Lost and Found Fashion Show
Lost and found haunts my dreams on a regular basis at camp. Sorting through mountains of lost items from campers seems to be an impossible task for the senior campers and me to overcome most days. However, one day in the midst of trying to sort through lost and found with 15-year-old guys and girls, we decided to have a lost and found fashion show. I was definitely the most entertained by one of the girls wearing a nine-year-old boy’s dinosaur wetsuit.
Lola Ma’am
Lola is the most popular person at camp. Lola’s mom and dad are awesome people and both are directors at camp. Her mom is the Girl’s Camp Director at our camp, one of my biggest role models in life, and now luckily one of my favorite camp friends. Lola is two and a half and fills me up with so much joy and love. Watching her grow and learn about herself and everything that goes on at camp is unreal. I am by no means Lola’s favorite person at camp but she is definitely mine. Every time we jump in puddles together, clean up our plates at meals, do tattoos, or when she says, “Hi Mereth,” I want to cry. She is hilarious, brave, and full of love.
My Birthday in July
I had a spontaneous surprise party on a random night during 3rd term. I had told Brett that day that I was really struggling with my anxiety about life and the real world and I felt like it was taking over my ability to be present at camp with my campers. That night after karaoke, I was told that someone, “fell on their head in the abandoned cabin,” and to go immediately. My mind was filled with useless medical thoughts about how I would attempt to address a possible concussion. But, then I was greeted with all 50 of my campers, my counselors, and Brett with a surprise party for me. I have never felt so much love through words they wrote for me on cards and through a cookie cake that said: “we heart Mer.” I am still not entirely sure how I got so lucky to receive such love, but regardless, I needed it. In other words, I don’t really need a 23rd birthday party this year.

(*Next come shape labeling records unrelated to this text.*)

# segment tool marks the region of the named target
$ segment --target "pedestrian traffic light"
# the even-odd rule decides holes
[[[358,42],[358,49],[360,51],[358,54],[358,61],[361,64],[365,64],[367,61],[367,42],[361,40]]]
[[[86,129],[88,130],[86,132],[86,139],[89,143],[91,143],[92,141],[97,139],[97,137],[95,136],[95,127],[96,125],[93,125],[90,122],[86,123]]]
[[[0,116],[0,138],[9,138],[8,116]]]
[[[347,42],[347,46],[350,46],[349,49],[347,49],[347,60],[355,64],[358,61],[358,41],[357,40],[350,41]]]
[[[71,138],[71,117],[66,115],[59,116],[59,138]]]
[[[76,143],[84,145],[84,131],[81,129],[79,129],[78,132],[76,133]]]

This summer, we tried to say yes to everything to bring more magic back to camp. Even with my personal ups and downs, I think the summer of the yes was a success story. After this summer, I am grateful that I have gotten to know so many young women who show me what it means to be a strong woman in our society. I was brought joy from the younger campers that I barely speak to who still come up and give me hugs and tell me hilarious stories from their days. I felt honored every time I was incorrectly called “Brett Ma’am.” I laughed harder than I laugh anywhere else with the hilarious people I work with. I may be unemployed, trolling Linked In, Venmo requesting my working friends for a dollar, and wondering how to become a famous blogger when I leave camp, but for at least a few more days I get to be funemployed.